We’ve written plenty about Stockton residents who are worried about potentially enormous increases in flood insurance rates, and legislative efforts to delay those increases.
But there is another side to the story.
Here’s how the R Street Institute, a D.C.-based small-government think tank, views the situation, according to a statement released in late October. That statement says, in part:
“Legislation set to be introduced by House Financial Services Committee Ranking Member Maxine Waters, D-Calif., would gut crucial reforms passed by Congress last year to stabilize the 45-year-old National Flood Insurance Program.
“The NFIP, which provides flood coverage to roughly 5.6 million Americans, is nearly $28 billion in debt to U.S. taxpayers and hasn’t repaid any principal on its loans since 2010. By overwhelming margins, Congress passed reforms to fix some of the program’s glaring defects, including the incentives it provides to drain environmentally sensitive wetlands and develop coastal barrier islands.

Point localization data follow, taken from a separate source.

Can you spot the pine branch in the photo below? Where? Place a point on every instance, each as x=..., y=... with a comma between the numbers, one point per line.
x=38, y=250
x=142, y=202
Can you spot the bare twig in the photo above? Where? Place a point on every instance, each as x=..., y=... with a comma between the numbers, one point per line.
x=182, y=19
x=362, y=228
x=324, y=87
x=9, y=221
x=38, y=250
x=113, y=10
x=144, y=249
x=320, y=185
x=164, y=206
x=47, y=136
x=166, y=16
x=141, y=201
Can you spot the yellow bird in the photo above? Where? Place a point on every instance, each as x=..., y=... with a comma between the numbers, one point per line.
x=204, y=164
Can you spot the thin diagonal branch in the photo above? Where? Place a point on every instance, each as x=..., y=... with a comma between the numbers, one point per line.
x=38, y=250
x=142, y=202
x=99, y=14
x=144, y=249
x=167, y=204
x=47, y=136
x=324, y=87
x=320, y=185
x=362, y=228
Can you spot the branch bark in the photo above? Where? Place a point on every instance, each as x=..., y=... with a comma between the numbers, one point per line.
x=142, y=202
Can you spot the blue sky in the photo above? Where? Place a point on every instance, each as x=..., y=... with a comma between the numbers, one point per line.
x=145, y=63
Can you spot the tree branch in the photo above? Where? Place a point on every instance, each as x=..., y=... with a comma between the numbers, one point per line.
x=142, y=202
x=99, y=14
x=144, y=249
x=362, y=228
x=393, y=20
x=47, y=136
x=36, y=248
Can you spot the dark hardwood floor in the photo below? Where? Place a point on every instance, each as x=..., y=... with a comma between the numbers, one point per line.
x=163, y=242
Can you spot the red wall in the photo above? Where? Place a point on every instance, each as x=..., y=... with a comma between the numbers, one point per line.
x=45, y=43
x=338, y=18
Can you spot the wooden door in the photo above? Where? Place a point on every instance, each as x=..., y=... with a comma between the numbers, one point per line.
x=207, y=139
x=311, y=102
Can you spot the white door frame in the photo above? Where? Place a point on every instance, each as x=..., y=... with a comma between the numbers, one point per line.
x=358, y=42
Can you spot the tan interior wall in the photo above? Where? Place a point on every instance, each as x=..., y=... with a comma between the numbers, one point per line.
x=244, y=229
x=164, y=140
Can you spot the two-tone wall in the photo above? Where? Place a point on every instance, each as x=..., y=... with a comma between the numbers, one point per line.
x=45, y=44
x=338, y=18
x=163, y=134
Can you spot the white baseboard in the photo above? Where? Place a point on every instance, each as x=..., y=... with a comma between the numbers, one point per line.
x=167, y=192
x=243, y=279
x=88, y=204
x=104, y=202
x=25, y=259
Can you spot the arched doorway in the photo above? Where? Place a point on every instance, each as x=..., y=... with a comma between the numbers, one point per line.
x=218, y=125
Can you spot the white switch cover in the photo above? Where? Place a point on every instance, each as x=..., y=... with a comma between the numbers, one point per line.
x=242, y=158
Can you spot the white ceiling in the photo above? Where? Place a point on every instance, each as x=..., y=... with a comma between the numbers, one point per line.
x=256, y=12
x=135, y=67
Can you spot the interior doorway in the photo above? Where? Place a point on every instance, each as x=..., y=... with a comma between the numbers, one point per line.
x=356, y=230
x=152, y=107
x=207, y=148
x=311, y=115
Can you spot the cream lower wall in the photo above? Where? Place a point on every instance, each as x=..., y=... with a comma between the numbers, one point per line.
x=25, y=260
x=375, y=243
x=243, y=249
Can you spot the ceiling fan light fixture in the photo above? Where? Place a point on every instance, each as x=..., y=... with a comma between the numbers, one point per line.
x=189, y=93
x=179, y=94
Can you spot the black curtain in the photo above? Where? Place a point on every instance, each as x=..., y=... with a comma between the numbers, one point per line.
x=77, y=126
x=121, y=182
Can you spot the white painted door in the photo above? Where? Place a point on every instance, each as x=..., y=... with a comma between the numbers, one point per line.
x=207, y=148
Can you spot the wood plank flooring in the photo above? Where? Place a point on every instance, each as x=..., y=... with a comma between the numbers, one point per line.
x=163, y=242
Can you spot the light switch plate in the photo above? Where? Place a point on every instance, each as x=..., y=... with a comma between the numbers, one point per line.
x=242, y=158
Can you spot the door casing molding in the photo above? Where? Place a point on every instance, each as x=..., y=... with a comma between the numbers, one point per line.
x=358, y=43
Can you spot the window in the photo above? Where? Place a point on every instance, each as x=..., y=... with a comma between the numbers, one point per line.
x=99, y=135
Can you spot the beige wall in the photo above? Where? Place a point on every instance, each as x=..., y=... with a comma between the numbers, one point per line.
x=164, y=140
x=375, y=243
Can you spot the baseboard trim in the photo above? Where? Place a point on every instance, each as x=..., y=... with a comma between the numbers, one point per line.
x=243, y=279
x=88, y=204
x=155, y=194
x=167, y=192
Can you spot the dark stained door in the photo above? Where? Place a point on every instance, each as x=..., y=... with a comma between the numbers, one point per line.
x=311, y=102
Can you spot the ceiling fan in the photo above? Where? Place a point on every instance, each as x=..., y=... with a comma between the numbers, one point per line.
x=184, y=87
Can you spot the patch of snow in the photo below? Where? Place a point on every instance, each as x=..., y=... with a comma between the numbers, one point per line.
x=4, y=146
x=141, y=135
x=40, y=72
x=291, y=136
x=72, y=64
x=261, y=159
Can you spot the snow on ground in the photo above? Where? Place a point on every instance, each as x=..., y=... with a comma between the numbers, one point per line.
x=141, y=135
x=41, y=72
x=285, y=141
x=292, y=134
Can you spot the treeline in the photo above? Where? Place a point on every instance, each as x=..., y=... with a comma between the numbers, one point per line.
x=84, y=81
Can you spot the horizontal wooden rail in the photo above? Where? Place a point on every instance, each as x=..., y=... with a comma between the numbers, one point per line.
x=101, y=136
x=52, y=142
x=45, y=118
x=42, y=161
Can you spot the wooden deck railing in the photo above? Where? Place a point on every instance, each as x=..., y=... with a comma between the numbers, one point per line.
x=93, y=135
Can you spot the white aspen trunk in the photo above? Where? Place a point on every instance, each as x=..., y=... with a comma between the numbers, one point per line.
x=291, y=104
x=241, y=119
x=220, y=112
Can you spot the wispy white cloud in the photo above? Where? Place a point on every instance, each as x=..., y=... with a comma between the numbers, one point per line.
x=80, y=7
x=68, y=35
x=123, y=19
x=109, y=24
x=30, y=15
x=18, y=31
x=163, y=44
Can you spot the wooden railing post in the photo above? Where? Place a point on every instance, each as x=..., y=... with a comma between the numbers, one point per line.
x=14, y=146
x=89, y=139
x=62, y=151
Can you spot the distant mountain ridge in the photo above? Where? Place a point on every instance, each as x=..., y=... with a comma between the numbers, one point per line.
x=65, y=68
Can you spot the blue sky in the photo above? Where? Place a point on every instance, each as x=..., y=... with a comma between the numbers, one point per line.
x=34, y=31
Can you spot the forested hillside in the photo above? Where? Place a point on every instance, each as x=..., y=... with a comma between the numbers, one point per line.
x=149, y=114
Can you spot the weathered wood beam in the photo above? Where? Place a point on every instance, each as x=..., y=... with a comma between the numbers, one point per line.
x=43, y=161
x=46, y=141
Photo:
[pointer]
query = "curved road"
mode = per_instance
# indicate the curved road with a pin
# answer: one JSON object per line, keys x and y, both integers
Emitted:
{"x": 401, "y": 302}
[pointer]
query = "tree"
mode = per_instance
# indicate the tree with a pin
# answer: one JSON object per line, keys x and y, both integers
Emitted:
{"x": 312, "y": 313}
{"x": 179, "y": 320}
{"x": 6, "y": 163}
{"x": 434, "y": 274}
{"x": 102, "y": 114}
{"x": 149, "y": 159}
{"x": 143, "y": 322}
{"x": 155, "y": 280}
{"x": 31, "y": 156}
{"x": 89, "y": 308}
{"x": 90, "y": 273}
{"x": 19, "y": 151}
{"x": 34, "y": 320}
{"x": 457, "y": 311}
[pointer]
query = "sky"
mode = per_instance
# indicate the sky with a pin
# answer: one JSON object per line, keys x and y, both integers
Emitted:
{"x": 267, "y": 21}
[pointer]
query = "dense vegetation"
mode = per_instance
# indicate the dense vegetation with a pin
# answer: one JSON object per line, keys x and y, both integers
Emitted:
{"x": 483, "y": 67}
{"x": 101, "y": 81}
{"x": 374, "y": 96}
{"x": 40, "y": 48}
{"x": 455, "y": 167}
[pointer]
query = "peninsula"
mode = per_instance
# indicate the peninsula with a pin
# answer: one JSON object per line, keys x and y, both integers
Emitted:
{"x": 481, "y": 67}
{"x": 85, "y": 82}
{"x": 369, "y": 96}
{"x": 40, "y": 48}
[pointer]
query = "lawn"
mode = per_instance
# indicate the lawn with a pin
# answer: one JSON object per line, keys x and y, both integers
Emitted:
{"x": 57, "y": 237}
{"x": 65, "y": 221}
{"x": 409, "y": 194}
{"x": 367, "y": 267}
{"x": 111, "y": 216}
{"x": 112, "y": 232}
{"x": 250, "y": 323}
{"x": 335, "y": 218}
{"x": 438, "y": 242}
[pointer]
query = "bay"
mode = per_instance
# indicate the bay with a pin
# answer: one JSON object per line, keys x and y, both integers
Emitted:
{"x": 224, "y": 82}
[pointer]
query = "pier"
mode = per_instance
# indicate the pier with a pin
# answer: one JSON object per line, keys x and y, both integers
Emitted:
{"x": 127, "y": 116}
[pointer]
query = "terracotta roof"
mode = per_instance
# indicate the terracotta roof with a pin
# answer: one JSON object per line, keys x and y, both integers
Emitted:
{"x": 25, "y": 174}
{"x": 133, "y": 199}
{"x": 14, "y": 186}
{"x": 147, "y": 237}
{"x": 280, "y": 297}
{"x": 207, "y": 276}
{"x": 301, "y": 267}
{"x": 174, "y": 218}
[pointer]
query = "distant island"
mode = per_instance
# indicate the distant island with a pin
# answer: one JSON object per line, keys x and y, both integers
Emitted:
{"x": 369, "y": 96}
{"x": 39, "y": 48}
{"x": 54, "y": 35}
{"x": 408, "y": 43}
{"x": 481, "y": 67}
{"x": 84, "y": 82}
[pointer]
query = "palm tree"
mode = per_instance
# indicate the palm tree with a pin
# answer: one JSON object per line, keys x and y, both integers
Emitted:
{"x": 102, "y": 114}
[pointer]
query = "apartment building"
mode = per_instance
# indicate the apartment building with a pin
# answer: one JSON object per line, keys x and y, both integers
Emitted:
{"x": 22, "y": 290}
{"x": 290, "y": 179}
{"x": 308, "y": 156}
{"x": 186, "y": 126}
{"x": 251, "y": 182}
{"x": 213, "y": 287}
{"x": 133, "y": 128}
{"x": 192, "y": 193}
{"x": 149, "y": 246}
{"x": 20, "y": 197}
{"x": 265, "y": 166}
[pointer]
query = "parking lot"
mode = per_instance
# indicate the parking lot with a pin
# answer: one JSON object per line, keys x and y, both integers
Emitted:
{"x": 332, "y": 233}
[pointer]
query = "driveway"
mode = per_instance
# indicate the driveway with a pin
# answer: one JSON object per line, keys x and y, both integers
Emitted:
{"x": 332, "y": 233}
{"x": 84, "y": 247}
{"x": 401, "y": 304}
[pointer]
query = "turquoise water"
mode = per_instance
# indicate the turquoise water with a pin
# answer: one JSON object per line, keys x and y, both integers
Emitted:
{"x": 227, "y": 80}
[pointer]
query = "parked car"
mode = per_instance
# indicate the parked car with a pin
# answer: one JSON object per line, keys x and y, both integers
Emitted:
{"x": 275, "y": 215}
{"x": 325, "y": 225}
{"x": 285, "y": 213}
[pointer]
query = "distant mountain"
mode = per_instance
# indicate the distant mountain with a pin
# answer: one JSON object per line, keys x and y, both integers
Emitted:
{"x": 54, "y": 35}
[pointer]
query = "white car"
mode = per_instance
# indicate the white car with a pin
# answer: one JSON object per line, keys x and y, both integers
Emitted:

“But Waters, who had been co-sponsor of the Biggert-Waters Flood Insurance Reform Act of 2012, is now calling for a four-year delay to any rate increases called for under the law. Because the bill will expire in 2017, a four-year delay would effectively render the law moot. Sen. Bob Menendez, D-N.J., also is preparing to introduce a Senate version of the legislation.
“Among the changes Waters’ legislation would delay is a scheduled phase-out of premium subsidies, which historically have disproportionately benefited upper-income policyholders. According to the nonpartisan Government Accountability Office, 78.8 percent of subsidized policies are in counties that rank in the top 30 percent of home values, while less than 1 percent are in the counties that rank in the bottom 30 percent.
“‘Delaying the scheduled phase-out of flood insurance premium subsidies amounts to a gift to mostly wealthy homeowners who get to enjoy cheap insurance on their beach homes thanks to taxpayer support,’ said R Street Senior Fellow R.J. Lehmann.” (emphasis mine)
Folks living in Stockton’s Smith Canal neighborhood, where the elimination of subsidized rates could have the greatest impact, can hardly be described as “wealthy homeowners” enjoying their “beach homes.”
Some pockets of the neighborhood are modest, at best, with some homes abandoned and boarded up. I spent one morning last spring crisscrossing the area, looking for folks who have been forced out because of building restrictions tied to the area’s high flood-risk designation.
And I can’t tell you how many calls I’ve gotten over the years from elderly residents who are on a fixed income and are worried about this new, unanticipated expense.
I don’t pretend to know what the answer is to the NFIP problem, and R Street Institute’s description of the majority of subsidized rate-holders may well be correct.
But the institute’s generalizations certainly don’t describe Smith Canal.